Gold is a chemical element in the periodic table with the symbol Au (from the Latin aurum) and atomic number 79. The adjective auric refers to something made of gold. Gold does not react with most chemicals but is attacked by chlorine, fluorine, aqua regia and cyanide. Gold dissolves in mercury. In particular, gold is insoluble in nitric acid, which will dissolve most other metals. Nitric acid has long been used to confirm the presence of gold in items.
Characteristics
Gold is a metallic element with a characteristic yellow color, but can also be black or ruby when finely divided, while colloidal solutions are intensely colored and often purple. These colors are the result of gold's plasmon frequency lying in the visible range, which causes red and yellow light to be reflected, and blue light to be absorbed. Only silver colloids exhibit the same interactions with light, albeit at a shorter frequency, making silver colloids yellow in color.

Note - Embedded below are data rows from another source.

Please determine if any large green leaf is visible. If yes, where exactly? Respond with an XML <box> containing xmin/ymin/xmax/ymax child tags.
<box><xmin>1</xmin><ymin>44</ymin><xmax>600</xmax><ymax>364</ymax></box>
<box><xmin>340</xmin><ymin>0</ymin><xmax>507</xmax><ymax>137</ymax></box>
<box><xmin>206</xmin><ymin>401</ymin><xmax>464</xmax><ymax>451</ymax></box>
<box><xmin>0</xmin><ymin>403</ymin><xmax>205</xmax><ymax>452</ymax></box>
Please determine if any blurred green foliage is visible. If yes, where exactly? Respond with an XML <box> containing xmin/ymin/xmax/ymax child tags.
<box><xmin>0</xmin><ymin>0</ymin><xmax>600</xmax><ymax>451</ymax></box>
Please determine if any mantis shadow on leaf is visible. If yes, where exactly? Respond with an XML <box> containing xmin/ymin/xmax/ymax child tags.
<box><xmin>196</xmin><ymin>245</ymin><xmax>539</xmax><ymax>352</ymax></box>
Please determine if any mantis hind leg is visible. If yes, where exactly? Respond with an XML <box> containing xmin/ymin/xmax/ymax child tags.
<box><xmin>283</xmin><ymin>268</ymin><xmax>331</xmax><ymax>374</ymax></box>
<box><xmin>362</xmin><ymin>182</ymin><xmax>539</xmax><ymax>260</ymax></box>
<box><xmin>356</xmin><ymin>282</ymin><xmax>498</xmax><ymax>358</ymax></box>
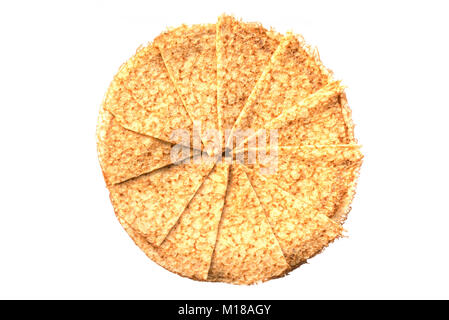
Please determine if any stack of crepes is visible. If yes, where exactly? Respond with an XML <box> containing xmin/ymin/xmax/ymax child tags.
<box><xmin>97</xmin><ymin>15</ymin><xmax>363</xmax><ymax>284</ymax></box>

It is the most malleable and ductile metal known; a single gram can be beaten into a sheet of one square meter, or an ounce into 300 square feet. Gold readily forms alloys with many other metals. These alloys can be produced to increase the hardness or to create exotic colors. Adding copper yields a redder metal, iron blue, aluminium purple, platinum metals white, and natural bismuth together with silver alloys produce black. Native gold contains usually eight to ten percent silver, but often much more — alloys with a silver content over 20% are called electrum. As the amount of silver increases, the color becomes whiter and the specific gravity becomes lower.
Gold is a great conductor of heat and electricity, and is not affected by air and most reagents. Heat, moisture, oxygen, and most corrosive agents have very little chemical effect on gold, making it well-suited for use in coins and jewelry; conversely, halogens will chemically alter gold, and aqua regia dissolves it.
Common oxidation states of gold include +1 (gold(I) or aurous compounds) and +3 (gold(III) or auric compounds). Gold ions in solution are readily reduced and precipitated out as gold metal by adding any other metal as the reducing agent. The added metal is oxidized and dissolves allowing the gold to be displaced from solution and be recovered as a solid precipitate.